Dirichlet Process in Mixture Model
We use the Dirichlet process to generate the weights in the mixture model to determine the optimal number of components automatically.
Dirichlet Process
We usually do not know the number of components in the mixture model before inference. We can find the optimal number of components that maximizes the information criterion like WAIC. And this requires the evaluation of multiple models with different numbers of components.
Using the Dirichlet process to define the priors for component weights, there is no need to specify the number of components in the model. The posterior distribution of the MCMC sampling will find the components with dominant weights.

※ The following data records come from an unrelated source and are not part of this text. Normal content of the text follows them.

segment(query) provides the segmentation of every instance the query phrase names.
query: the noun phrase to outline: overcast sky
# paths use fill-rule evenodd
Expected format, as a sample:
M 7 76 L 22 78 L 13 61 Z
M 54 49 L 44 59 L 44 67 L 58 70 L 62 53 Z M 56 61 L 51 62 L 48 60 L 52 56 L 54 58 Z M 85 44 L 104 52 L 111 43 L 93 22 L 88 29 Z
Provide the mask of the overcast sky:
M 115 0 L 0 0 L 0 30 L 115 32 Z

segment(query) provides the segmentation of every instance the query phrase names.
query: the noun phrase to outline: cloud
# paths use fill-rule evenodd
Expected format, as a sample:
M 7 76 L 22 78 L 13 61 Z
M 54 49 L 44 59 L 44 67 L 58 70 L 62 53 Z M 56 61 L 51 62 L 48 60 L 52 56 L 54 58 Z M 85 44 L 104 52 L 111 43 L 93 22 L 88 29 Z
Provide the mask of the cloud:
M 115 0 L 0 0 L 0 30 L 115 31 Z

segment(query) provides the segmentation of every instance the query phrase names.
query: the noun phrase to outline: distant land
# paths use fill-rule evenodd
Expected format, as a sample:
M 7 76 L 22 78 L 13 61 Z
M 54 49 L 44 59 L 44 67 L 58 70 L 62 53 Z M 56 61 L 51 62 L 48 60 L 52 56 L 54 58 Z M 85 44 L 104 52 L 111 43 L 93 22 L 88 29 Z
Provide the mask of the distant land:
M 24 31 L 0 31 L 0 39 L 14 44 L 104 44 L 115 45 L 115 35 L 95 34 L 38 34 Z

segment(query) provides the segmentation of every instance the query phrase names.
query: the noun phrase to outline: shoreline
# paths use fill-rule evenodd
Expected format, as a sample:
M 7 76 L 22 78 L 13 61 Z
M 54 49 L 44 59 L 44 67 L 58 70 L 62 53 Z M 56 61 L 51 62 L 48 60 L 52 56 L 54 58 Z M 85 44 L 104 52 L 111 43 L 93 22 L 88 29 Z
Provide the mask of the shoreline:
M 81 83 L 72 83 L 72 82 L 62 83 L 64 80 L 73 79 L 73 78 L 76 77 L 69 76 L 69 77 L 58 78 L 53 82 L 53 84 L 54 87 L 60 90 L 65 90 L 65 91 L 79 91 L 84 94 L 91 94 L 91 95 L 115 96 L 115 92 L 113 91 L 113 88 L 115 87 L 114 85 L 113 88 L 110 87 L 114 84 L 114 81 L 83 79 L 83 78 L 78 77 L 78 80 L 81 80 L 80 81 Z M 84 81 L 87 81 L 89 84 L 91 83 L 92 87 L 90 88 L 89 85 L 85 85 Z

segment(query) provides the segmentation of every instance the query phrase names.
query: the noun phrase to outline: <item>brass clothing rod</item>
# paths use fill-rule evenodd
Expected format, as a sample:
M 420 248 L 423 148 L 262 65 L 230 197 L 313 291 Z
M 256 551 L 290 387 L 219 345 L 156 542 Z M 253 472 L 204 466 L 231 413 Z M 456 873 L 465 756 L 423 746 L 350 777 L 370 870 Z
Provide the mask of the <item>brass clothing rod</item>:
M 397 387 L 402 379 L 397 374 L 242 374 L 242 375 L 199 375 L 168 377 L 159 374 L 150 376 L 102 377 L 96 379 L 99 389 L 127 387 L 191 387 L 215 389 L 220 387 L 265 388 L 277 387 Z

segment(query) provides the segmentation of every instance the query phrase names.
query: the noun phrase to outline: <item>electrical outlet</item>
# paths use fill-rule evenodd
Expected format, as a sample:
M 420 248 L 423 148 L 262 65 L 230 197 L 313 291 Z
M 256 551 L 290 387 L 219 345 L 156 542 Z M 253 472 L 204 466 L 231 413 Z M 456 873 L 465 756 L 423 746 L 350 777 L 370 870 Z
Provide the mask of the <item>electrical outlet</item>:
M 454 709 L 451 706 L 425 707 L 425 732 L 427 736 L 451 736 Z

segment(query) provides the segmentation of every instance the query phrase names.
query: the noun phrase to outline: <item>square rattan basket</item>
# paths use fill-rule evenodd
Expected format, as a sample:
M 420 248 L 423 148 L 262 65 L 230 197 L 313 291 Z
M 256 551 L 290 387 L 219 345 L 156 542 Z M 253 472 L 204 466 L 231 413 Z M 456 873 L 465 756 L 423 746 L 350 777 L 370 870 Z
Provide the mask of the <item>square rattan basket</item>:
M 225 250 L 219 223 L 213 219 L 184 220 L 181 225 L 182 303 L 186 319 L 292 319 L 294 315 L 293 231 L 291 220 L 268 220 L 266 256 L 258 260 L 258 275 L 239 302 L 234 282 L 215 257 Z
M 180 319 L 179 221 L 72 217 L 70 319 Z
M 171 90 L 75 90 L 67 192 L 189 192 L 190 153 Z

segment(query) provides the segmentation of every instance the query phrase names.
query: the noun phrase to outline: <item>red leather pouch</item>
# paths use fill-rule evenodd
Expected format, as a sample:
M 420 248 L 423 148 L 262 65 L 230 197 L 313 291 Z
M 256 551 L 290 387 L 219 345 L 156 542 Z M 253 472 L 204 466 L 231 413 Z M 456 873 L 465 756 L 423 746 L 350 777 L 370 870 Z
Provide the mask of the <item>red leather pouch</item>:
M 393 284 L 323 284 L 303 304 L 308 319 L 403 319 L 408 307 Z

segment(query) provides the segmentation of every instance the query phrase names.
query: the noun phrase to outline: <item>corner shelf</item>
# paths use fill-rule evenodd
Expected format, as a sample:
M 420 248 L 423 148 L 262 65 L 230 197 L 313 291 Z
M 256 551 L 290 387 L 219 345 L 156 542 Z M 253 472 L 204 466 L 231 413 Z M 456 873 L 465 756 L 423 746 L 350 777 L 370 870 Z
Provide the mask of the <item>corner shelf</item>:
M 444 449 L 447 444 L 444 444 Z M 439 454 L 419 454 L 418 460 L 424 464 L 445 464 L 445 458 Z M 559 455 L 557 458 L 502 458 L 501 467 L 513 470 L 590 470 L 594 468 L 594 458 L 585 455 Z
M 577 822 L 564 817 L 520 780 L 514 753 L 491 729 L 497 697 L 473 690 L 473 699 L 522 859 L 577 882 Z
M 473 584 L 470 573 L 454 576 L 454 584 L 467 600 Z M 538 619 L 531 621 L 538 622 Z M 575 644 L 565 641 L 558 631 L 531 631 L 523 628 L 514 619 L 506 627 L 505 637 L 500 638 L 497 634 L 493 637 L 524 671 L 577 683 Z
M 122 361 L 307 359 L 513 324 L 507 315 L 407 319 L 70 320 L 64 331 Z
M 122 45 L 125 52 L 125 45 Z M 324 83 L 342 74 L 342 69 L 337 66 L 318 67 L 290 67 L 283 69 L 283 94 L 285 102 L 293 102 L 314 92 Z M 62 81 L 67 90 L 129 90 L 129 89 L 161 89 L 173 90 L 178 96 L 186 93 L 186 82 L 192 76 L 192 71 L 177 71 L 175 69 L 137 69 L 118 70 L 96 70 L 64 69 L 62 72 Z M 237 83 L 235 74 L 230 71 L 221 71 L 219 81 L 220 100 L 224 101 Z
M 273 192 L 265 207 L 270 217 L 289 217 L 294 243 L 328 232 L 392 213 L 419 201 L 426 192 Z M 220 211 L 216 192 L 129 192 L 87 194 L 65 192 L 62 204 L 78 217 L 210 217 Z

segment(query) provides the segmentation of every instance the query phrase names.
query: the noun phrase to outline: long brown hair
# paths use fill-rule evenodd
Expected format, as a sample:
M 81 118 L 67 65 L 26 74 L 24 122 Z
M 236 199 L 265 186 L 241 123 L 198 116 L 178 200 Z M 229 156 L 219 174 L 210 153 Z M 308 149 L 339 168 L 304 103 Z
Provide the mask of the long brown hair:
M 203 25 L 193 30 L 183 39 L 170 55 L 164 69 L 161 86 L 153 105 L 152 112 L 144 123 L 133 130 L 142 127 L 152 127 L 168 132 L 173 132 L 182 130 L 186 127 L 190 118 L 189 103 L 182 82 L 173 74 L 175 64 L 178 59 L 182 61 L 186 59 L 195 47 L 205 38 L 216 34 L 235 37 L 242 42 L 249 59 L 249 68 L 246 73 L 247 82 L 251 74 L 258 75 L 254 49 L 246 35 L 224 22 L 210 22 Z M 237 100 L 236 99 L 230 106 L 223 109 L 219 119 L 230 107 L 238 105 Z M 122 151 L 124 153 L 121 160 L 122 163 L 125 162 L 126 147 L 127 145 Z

The weights of the components, $\pi_n$, in the mixture model are generated using the stick-breaking process
\[\pi_n = \beta_n \Pi_{k=1}^{n-1}(1-\beta_k),\]where $\beta_n \sim \rm{Beta}(1, \alpha)$.
$\alpha$ is the parameter that controls the distribution of $\pi_n$. As shown in Figure 1, when $\alpha$ is small, the weight distribution is very skewed: with a few close to 1 and the rest near 0. As $\alpha$ increases the weight distribution becomes more uniform.
Mixture Model
The generative model of the data $x$ is a combination of $K$ Student’s t distributions:
\[x \sim \sum_{i=1}^K \pi_i f(x\mid\mu_i, \sigma_i, \nu_i),\]where the weights $\sum_{i=1}^K\pi_i=1$, and
\[f(x\mid \mu, \sigma, \nu)=\frac{\Gamma\left(\frac{\nu+1}{2}\right)}{\Gamma\left(\frac{\nu}{2}\right)}\frac{1}{\sqrt{\pi\nu}\sigma}\left[1+\frac{1}{\nu}\left(\frac{x-\mu}{\sigma}\right)^2\right]^{-\frac{\nu+1}{2}}. \label{eqn:student}\]In the model inference, the weights $\pi_i$ are generated with the Dirichlet process using the stick-breaking scheme.
An Example
In a previous post, we used a Student’s t mixture model to separate the groups in the 2D data, as shown in Figure 2. We compared the models with one, two, and three components in that analysis and selected the best model using WAIC. In this note, we use the Dirichlet process to determine the optimal number of components automatically.
Data Transformation
The two-dimensional problem is transformed into a one-dimensional one by calculating the residual of a spline fit of $y$ on $x$. A mixture model of Student’s t distributions is applied to the residual to determine the number of components and separate the components.
PyMC3 Model
The mixture model and its inference are implemented using the PyMC3 package. The code and the model diagram are displayed below. In the MCMC sampling, four chains with 1000 samples are generated. 30 components ($K=30$) are used.
import pymc3 as pm
import theano.tensor as tt
# stick breaking
def stick_breaking(beta):
return beta * tt.concatenate([[1], tt.cumprod(1 - beta)[:-1]])
K=30
with pm.Model() as model:
# priors for weights, generated from Dirichlet process
α = pm.Exponential('α',0.5)
β = pm.Beta('β', 1, α, shape = K)
w = pm.Deterministic('w', stick_breaking(β))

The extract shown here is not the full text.